11 réflexions au sujet de « La fierté des familles très pauvres… et ses mystères »

  1. Bonjour René et les autres !
    Merci pour ce très bel article qui me remet face à moi-même…
    Je voudrais juste indiquer que dans la version qu’on reçoit sur sa boîte mail – quand on est abonné – on ne peut pas lire le nom de celui qui écrit. Il a fallu que je vienne faire ce commentaire pour savoir que c’était toi, René.
    Peut on remédier à cela car c’est important que le lecteur sache qui a écrit.
    Bonne continuation à toutes et tous !
    Anne (Leguil-Duquesne)

  2. Chers tous bonjour, merci beaucoup pour vos commentaires. L’engagement avec les familles c’est toute une école. La plupart des gestes qu’elles posent, de ce qu’elles possèdent a une signification qu’on ne peut pas comprendre avec la précipitation. Anne que veux-tu dire par te remettre face à toi même ?

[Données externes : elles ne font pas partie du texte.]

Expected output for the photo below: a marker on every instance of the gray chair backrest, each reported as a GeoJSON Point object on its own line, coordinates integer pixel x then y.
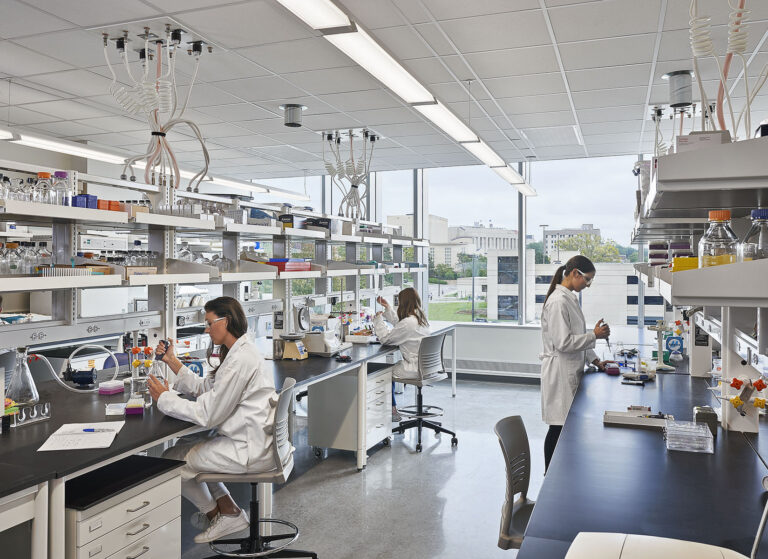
{"type": "Point", "coordinates": [282, 448]}
{"type": "Point", "coordinates": [517, 455]}
{"type": "Point", "coordinates": [431, 356]}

  3. Bonjour René,juste t’encourager pour le travail fait. Si chaque personne commence d’abord par aimer ce qu’elle a reçu de sa famille, peu importe la situation sociale, avant d’aimer ce qu’elle reçoit au reste du monde, chacun sera capable de se prendre en charge et de compter sur les autres après.

  4. Très pertinent ton article cher René. j’admire sa profondeur. j’aimerai à la longue que vos réflexions convergent vers des témoignages des familles qui ont tourné la page car la pauvreté c’est un état à combattre. il faut que nos familles pauvres s’engagent à renverser la tendance. Courage

    • Bonjour PAtient. C’est pour cela que le 17 Octobre, on célèbre chaque année la Journée mondiale du refus de la misère, où des citoyens, des responsables associatifs, politiques, etc… s’engagent aux cotés des plus pauvres pour combattre l’exclusion. ceux-ci ne peuvent le faire tout seuls, c’est toute la société qui doit changer son regard. Rejoignez-nous le 17 Octobre et je vous invite aussi à lire les 1001histoires de changement sur le site http://www.stoppauvrete.org où vous verrez des mobilisations réussies qui mettent fin à des situations d’exclusion ! La misère on peut la combattre, mais tous ensemble !

  5. Merci beaucoup Célestine, je suis touché de voir que cet article intéressé autant d’amis sur les réseaux sociaux, j’en déduis avec la conviction de quelqu’un que j’ai apprécié depuis mon enfance. Il disait que « les plus pauvres sont nos maîtres ».

  6. « les plus pauvres nos maitres » vraiment!
    il y a une grande richesse dans les familles qui vivent la précarité, et cette richesse c’est la solidarité.
    Celle ci leurs donne le sourire,l’espoir et le courage dans leurs luttes pour dire non a la pauvreté!
    et n si nous le mettons tous de l’avant alors tout le monde sera heureux.

  7. Dans nos familles pauvres, il y a des qualités nécessaires et très utiles pour notre vie. Nous y trouvons premièrement l’endurance.
    Deuxièmement, nous avons la persévérance qui ne cesse pas dans des moments difficiles.
    il y a pas de pauvres, seulement le manque pour murir ce que nous sommes et ce que nous avons dans nos mains.